Farr also calls into question the paternity of Antoinette's son
Louis Charles, according to People magazine.
The main piece of evidence is a 1791 note from a friend of the couple, Quintin Craufurd, to then-British Prime Minister William Pitt and his Foreign Secretary Lord Grenville.
"I know [Fersen] intimately, and think him a man of unquestionable honour and veracity," Craufurd wrote, according to Farr. "He is calm, resolute, and uncommonly discreet, without being reserved.
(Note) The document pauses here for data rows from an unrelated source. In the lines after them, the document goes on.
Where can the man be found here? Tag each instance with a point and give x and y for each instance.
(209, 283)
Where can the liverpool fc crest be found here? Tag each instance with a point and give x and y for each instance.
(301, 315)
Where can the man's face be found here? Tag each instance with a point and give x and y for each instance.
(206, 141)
This gentleman was Colonel of the Royal Suédois; was Her Most Christian Majesty's prime favourite; and is generally supposed to be the father of the present Dauphin [eldest son of the King of France]."
The book's title comes from Fersen, who reportedly told Antoinette in one letter, "I love you and will love you madly all my life." The Independent added that Antoinette called Fersen "the most loved and loving of men" and wrote that "my heart is all yours."
Previous published letters between Antoinette and Fersen only concerned affairs of state, the U.K. newspaper said.
Farr told People she compiled what she calls the most complete collection of the couple's correspondence, looking through archives to discover what was behind the blacked-out sections of some of the letters.
Marie Antoinette was in a loveless marriage with King Louis XVI that was arranged since she was 14. She allegedly began her affair with Fersen when she was 18 and it became physical in the last 10 years of her life when he traveled back to France after the American Revolution in 1783, the magazine noted.
"If she hadn't had him, how absolutely awful her life would have been," Farr told People.
Marie Antoinette, who married the future French king when she was just 15, and her husband were reviled for their excesses and the royal family was forced live under supervision of revolutionaries after the
French Revolution outbreak in 1789, according to History.com.
She was guillotined on Oct. 16, 1793, after being arrested and tried for "trumped-up" crimes against the French republic, the website said. King Louis was executed the same year.